BAMAKO, (Reuters) – Islamist militants killed 19 people in an attack on a top hotel in the capital of Mali yesterday before Malian commandos stormed the building and rescued 170 people, many of them foreigners.
President Ibrahim Boubacar Keita announced the death toll and said seven people were wounded in the attack, which has been claimed by jihadist group Al Mourabitoun and al Qaeda in the Islamic Maghreb (AQIM).
Yesterday’s assault on the Radisson Blu hotel is the latest in a series of deadly raids this year on high-profile targets in Mali, which has battled Islamist rebels based in its desert north for years.
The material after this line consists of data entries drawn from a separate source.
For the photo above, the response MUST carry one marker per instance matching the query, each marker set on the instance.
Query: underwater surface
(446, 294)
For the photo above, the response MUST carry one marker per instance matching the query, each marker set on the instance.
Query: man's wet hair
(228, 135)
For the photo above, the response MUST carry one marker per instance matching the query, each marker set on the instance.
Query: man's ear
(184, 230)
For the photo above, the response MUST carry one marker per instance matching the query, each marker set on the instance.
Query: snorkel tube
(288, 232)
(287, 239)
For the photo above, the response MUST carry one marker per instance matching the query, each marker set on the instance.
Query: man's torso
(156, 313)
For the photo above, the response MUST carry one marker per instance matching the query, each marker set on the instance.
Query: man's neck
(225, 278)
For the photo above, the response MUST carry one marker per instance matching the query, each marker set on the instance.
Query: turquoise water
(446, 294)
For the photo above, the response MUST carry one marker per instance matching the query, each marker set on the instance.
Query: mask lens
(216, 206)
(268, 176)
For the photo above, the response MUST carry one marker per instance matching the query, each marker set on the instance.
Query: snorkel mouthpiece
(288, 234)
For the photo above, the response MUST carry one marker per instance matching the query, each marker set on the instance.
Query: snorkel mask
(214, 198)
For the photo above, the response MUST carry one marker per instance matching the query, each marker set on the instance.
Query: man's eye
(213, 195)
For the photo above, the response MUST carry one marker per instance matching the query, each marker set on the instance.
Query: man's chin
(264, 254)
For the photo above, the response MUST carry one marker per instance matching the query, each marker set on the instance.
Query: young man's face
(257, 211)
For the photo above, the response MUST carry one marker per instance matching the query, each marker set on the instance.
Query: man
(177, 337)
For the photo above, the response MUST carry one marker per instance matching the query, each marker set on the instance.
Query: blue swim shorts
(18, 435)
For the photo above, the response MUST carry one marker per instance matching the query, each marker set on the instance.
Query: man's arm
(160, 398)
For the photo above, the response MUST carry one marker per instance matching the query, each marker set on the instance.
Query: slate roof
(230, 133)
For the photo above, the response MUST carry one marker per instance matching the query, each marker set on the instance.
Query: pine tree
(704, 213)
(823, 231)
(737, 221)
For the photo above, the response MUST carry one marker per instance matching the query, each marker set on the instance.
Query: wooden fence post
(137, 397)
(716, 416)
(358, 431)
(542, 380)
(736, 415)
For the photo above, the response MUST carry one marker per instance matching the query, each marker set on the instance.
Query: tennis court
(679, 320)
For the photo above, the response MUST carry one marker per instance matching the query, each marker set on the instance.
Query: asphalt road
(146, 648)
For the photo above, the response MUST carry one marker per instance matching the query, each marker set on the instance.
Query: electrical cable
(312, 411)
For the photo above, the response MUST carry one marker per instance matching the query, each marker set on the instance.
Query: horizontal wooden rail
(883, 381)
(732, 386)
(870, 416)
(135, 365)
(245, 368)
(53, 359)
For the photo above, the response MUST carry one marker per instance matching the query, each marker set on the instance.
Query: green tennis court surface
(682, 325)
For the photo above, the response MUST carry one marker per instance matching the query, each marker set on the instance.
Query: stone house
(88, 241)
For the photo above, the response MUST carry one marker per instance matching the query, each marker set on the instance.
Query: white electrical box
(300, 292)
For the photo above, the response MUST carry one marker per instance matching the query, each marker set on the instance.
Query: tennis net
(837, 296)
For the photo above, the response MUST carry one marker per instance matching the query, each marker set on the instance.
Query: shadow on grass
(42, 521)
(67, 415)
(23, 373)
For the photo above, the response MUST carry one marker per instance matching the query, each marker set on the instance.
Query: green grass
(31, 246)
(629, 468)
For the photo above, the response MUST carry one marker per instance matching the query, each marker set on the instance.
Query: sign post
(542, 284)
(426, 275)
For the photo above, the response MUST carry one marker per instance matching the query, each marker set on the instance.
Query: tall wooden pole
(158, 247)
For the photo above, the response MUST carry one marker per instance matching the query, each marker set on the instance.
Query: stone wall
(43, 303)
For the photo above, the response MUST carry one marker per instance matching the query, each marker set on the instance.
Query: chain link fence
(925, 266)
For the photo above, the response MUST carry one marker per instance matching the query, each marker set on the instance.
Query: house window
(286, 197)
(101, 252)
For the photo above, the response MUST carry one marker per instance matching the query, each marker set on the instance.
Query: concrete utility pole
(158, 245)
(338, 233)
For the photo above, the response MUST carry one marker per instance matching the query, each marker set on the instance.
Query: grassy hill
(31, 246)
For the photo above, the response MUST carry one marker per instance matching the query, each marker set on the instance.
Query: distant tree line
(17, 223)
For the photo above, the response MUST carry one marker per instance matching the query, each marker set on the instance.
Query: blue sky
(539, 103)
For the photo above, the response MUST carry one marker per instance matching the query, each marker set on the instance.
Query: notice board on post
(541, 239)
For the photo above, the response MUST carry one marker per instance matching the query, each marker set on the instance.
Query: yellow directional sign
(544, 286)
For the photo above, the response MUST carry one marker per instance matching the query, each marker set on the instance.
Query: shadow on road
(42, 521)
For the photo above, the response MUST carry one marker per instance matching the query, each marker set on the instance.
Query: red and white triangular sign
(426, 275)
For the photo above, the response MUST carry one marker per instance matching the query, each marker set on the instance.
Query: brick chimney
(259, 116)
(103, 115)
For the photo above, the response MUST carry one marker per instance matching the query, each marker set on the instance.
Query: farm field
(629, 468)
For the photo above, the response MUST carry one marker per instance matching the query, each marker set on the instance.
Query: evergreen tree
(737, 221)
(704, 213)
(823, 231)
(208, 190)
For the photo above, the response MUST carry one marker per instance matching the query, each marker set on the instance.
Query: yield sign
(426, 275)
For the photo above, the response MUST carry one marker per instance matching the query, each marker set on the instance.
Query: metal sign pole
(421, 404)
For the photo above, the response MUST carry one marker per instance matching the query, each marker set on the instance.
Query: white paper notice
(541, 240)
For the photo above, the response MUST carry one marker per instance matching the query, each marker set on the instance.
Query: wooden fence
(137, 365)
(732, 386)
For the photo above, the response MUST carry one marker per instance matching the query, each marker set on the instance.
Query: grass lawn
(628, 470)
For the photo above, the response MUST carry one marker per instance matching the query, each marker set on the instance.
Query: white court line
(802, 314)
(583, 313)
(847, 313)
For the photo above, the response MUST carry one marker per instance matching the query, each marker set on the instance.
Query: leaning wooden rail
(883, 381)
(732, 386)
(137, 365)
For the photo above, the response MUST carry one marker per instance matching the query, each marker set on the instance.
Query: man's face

“Tonight the death toll is heavy,” Keita said on state television, declaring a 10-day state of emergency and three days of national mourning. He said two militants also died.
The attack is a sharp setback for former colonial power France, which has stationed 3,500 troops in northern Mali to try to restore stability after a rebellion in 2012 by ethnic Tuaregs that was later hijacked by jihadists linked to al Qaeda.
It also puts a spotlight on veteran militant leader Mokhtar Belmokhtar, whose group Al Mourabitoun staged the attack months after he was reported killed in an air strike. Minister of Internal Security Colonel Salif Traore said the gunmen burst through a hotel security barrier at 7 a.m. (0700 GMT), spraying the area with gunfire and shouting “Allahu Akbar”, or “God is great” in Arabic.
“At first I thought it was a carjacking. Then they killed two guards in front of me and shot another man in the stomach and wounded him and I knew it was something more,” said Modi Coulibaly, a Malian legal expert who saw the assault start.
The attack ended around 4 p.m. and a U.N. official said U.N. peacekeepers searching the hotel made a preliminary count of 27 bodies.
As troops stormed the hotel, state television showed them brandishing AK47s in the lobby. A body lay under a brown blanket at the bottom of a flight of stairs.
Peacekeepers saw 12 dead bodies in the basement and another 15 on the second floor, the U.N. official told Reuters on condition of anonymity. He added that U.N. troops were helping Malian authorities search the hotel.
The U.S. State Department said one American was killed. The White House said it was working to locate all Americans in Mali, and it offered to help with an investigation and urged its citizens to limit their movements around Bamako.
A man who worked for a Belgian regional parliament was also among the dead, the assembly said. France’s Defence Minister Jean-Yves Le Drian said he was not aware of any French nationals killed.